Penelitian lebih lanjut diperlukan untuk menyelidiki apakah ada hubungan ada antara

kekurangan vitamin D dan myositis-myalgia yang berhubungan dengan statin. Karena

vitamin D juga memengaruhi risiko kardiovaskular melalui mekanisme lain (misalnya,

mengurangi aktivasi sistem renin-angiotensin), status vitamin D juga harus dipantau pada

pasien berisiko tinggi menjalani pengobatan dengan obat penurun lipid, obat antihipertensi,

dan obat jantung, terlepas dari pengaruh potensial pada aktivitas statin (sebaiknya juga

mempehatikan kadar hormon paratiroid) dan kekurangan apapun harus diperbaiki dengan

suplementasi yang ditargetkan, seperti yang diperlukan.

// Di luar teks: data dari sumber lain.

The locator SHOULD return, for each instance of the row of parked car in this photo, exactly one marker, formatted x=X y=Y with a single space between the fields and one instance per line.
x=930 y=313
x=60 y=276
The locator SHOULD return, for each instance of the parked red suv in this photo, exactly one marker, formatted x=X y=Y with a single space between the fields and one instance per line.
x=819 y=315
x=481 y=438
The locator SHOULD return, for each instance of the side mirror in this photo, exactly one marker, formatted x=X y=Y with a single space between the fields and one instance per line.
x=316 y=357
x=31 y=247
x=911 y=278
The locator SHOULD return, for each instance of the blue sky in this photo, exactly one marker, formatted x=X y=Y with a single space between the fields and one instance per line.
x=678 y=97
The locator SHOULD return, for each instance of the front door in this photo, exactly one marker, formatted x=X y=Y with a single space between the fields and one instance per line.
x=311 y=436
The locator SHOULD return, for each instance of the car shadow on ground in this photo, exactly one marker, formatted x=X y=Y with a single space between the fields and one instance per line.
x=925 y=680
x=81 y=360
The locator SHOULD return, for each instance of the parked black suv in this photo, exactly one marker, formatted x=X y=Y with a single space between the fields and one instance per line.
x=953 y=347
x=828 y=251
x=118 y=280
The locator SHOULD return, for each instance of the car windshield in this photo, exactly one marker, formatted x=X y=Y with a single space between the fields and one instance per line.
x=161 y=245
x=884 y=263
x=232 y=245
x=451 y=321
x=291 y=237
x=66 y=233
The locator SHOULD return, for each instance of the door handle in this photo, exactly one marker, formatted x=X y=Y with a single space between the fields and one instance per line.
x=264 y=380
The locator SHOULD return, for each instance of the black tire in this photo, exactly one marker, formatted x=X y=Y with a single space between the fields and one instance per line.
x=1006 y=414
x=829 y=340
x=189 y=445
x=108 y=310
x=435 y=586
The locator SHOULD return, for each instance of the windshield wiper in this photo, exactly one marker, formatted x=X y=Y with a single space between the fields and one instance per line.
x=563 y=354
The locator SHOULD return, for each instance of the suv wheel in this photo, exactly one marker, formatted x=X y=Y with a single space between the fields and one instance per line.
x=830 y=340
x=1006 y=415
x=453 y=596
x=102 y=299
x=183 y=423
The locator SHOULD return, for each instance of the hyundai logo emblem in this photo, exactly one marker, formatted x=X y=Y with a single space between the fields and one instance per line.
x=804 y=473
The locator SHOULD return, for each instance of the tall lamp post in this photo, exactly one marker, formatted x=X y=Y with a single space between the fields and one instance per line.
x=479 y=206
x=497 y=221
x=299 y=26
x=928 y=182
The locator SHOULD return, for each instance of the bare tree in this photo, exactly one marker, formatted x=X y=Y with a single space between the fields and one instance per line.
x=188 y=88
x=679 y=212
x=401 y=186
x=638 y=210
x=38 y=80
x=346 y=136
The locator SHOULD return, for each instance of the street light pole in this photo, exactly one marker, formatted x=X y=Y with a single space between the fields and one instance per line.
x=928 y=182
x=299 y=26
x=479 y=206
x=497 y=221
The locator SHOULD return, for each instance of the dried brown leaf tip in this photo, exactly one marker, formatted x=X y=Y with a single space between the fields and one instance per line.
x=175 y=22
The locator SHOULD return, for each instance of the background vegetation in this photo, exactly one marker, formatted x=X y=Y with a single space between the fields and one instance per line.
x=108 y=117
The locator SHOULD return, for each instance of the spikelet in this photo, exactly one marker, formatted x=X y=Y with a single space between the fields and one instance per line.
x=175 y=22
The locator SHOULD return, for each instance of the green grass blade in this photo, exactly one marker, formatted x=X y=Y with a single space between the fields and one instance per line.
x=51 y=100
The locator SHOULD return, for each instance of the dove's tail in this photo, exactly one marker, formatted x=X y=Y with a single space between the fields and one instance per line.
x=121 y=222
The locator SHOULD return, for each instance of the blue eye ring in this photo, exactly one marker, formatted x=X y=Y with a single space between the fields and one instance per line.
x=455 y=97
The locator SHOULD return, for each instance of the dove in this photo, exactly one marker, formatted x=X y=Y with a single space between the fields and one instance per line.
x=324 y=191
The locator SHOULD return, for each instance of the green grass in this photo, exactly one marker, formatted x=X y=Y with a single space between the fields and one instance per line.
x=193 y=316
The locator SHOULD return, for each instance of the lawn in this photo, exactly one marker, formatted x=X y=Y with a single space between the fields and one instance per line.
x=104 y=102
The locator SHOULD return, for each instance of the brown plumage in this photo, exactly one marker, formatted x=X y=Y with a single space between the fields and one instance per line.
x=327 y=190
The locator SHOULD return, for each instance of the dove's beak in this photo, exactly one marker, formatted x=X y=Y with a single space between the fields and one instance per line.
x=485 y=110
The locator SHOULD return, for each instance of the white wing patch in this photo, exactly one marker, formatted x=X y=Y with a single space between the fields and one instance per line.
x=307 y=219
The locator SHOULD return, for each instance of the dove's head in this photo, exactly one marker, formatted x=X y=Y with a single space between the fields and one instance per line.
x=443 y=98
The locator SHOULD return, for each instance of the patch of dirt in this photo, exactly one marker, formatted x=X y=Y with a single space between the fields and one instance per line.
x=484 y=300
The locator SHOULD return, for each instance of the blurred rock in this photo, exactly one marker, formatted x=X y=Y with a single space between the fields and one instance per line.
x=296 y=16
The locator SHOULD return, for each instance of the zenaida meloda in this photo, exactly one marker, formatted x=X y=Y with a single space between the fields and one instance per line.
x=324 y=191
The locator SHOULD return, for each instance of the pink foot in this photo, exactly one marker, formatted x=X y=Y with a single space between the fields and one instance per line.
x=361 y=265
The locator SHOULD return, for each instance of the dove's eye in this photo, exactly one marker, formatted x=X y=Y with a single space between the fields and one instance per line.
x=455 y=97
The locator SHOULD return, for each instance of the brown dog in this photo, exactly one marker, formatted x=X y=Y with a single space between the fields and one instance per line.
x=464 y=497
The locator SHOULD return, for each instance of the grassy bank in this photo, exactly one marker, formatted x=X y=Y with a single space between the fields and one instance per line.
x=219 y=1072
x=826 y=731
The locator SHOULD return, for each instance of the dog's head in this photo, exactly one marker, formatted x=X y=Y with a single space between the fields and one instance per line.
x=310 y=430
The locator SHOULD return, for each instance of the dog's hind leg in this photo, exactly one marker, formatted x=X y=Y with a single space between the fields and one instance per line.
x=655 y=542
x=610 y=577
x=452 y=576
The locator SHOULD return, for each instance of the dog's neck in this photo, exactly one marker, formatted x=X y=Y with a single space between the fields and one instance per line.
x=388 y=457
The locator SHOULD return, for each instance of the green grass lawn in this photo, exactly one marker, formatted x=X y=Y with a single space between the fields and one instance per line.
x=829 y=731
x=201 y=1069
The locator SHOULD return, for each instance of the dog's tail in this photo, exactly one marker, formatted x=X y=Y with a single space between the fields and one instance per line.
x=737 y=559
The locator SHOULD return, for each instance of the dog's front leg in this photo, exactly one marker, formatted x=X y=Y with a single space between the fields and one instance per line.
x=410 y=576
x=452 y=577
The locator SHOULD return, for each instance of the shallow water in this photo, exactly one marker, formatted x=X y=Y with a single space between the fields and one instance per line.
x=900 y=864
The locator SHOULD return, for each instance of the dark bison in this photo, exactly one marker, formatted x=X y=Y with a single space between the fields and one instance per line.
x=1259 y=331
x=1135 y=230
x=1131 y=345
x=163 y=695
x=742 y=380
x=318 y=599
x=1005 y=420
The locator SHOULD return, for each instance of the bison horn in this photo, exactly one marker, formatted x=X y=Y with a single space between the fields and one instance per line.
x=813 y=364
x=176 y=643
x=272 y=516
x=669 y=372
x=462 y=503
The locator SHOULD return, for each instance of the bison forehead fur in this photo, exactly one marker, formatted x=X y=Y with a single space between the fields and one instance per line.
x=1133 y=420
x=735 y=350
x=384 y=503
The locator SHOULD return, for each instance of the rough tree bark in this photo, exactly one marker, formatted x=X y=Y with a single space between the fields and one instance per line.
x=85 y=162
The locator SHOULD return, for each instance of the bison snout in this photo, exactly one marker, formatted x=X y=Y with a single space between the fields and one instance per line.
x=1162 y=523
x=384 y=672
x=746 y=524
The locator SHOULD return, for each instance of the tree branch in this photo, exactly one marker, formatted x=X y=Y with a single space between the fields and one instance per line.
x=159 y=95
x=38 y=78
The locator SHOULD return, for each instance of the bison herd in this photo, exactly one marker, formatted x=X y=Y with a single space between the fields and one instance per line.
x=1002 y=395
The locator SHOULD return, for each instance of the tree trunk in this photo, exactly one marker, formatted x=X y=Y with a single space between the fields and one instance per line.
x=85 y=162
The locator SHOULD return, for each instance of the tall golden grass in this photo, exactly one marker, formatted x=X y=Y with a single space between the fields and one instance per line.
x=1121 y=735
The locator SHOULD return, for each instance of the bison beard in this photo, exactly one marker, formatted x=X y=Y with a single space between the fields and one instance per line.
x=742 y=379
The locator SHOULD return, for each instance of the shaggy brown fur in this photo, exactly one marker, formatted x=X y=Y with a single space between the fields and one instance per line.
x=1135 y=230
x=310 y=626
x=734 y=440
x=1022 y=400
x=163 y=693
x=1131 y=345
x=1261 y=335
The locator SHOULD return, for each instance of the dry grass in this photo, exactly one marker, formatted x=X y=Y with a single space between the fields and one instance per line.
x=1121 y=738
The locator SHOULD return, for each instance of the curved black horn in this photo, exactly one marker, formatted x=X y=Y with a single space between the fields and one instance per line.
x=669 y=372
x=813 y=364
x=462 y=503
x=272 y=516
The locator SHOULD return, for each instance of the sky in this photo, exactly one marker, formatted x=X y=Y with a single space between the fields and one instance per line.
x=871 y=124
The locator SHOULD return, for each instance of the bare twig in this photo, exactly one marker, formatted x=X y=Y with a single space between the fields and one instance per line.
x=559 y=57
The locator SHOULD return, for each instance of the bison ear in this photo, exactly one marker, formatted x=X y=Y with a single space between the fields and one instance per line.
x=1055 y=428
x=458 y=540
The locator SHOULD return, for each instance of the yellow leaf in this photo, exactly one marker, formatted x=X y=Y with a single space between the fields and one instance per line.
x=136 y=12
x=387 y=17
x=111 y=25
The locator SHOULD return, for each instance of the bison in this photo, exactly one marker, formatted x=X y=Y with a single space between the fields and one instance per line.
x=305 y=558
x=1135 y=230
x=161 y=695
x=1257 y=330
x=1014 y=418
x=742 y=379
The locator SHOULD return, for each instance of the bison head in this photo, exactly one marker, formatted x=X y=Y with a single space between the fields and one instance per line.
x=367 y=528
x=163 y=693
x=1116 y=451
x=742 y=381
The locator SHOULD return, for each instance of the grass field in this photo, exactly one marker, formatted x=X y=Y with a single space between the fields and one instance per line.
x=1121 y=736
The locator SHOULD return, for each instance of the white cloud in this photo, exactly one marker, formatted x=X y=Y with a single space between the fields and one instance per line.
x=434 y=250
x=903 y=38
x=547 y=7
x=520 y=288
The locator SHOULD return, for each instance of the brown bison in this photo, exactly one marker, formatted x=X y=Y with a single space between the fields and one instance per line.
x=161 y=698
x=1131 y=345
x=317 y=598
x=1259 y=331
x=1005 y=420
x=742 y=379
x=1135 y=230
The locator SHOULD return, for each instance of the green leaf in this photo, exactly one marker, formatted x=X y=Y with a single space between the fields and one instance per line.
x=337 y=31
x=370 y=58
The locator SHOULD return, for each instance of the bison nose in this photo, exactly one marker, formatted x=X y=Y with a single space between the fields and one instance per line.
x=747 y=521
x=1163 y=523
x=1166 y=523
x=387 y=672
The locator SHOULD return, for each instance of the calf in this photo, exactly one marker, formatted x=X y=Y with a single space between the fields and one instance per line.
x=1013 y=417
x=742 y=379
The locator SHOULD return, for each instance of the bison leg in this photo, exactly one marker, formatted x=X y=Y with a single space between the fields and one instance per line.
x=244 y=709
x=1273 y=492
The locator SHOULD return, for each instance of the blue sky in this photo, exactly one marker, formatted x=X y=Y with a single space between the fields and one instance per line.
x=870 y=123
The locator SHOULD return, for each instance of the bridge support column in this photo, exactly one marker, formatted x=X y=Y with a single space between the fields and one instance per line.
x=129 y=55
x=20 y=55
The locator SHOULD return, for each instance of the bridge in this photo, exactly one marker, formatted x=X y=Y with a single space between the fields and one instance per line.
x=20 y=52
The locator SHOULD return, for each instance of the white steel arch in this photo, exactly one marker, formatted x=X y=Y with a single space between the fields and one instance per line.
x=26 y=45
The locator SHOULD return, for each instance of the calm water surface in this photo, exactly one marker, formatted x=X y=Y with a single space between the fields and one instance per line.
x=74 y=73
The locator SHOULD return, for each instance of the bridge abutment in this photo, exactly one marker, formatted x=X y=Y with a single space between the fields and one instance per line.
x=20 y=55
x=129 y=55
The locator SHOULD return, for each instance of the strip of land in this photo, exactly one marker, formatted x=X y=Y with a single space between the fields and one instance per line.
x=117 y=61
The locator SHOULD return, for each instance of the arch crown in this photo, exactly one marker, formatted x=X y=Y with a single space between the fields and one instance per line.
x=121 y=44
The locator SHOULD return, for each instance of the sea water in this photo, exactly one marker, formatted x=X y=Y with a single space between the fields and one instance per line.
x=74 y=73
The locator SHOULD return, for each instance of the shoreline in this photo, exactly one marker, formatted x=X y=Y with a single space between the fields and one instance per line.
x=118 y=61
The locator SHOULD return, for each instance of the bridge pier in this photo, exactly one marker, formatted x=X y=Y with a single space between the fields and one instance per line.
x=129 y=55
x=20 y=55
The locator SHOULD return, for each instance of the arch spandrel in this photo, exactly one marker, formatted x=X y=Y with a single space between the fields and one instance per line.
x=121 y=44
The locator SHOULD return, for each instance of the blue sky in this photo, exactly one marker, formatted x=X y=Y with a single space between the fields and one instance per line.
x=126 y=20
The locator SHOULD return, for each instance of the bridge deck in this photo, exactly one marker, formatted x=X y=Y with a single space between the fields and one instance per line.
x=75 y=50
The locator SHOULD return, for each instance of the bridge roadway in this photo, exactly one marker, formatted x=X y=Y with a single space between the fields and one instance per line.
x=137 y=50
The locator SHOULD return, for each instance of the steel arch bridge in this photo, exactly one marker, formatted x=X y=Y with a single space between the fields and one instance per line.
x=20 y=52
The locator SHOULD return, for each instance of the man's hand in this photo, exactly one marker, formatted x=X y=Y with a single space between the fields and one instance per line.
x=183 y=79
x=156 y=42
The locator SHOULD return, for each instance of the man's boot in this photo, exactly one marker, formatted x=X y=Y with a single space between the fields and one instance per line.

Obat-obatan Antituberkulosis

Pada tahun 1924, dalam novelnya "The Magic Mountain," Thomas Mann

menggambarkan efek kuratif dari sinar matahari pada tuberkulosis. diaterinspirasi untuk

menulis karya ini sementara istrinya, Katia, tinggal disebuah sanatorium paru-paru di Davos

pada tahun 1912. Sebelum penemuanan tibiotik, waktu yang dihabiskan di sanatorium

matahari pada daerah alpine tinggi dianggap sebagai terapi standar tuberkulosis. Hal ini

disebut dengan heliotherapy, produksi vitamin D dirangsang oleh sinar UV (UVB: 290-315

nm); 25 (OH) D diubah menjadi1,25 (OH) 2D oleh sel-sel kekebalan tubuh (misalnya,

makrofag, B- danT-limfosit). Selain efek lain pada sistem kekebalan tubuh, 1,25 (OH) 2D
menginduksi sintesis peptida antimikroba, yang disebut cathelicidins, yang pada gilirannya

membunuh Mycobacterium tuberculosis.3

Dalam sebuah studi acak dan multisenter baru-baru ini, sebagai terapi tambahan

Selain terapi standar dengan obat antituberculotic, 146 pasien yang baru didiagnosis dengan

tuberkulosis menerima 100.000 IU vitamin D3 empat kali dengan interval 14 hari atau

plasebo. Titik akhir primernya adalah waktu dari mulai dari terapi tuberculostatic ke waktu

ketika tidak ada bakteri lanjut yang terdeteksi dalam dahak. Pada pasien di kelompok vitamin

D, proses ini terjadi dalam rata-rata 36,0 hari, pada kelompok plasebo 43,5 hari; meskipun

begitu perbedaannya tidak signifikan. (P = 0,41). Selain itu, pasien genotipe berkenaan untuk

varian tertentu dari reseptor vitamin D (TaqI-varian tt, Tt, TT) dan efek dari reseptor genotipe

vitamin D pada keberhasilan administrasi vitamin D diselidiki. Analisis ini menunjukkan

bahwa hanya pasien dengan genotipe tt dari reseptor vitamin D yang mendapat manfaat dari

suplementasi vitamin D; genotipe ini muncul pada kurang dari 10% dari populasi. Setelah 56

hari, tingkat serum calcidiol rata-rata pada kelompok obat adalah 101,4 nmol / L dan 22,8

nmol / L pada kelompok plasebo. Dicatat bahwa 97% dari subyek memiliki kekurangan

vitamin D pada awal studi. Penentuan dari status vitamin D dan suplementasi vitamin D

yamg ditargetkan umumnya dianjurkan pada pasien dengan TB.

Kesimpulan

Khasiat dan efek samping tingkat beberapa obat dapat ditingkatkan oleh vitamin D.

Sehubungan dengan interaksi farmakokinetik,dimediasi oleh reseptor pregnane X, dapat

diasumsikan bahwazat aktif yang dijelaskan dalam makalah ini bukan satu-satunya zat yang

berinteraksi dengan sistem PXR-VDR dan dapat menyebabkan defisiensi vitamin D. Selama

pemberian obat-obatan jangka panjang, oleh karena itu, status vitamin D [serum 25 (OH) D]

umumnya harus dipantau dan setiap defisiensi yang ada harus dikoreksi. Pengukuran status
vitamin D dan selanjutnya suplemen vitamin D individual yang ditargetkan dianjurkan untuk

sebagai pencegahan dan pendukung dalam banyak penyakit dan terapi obat.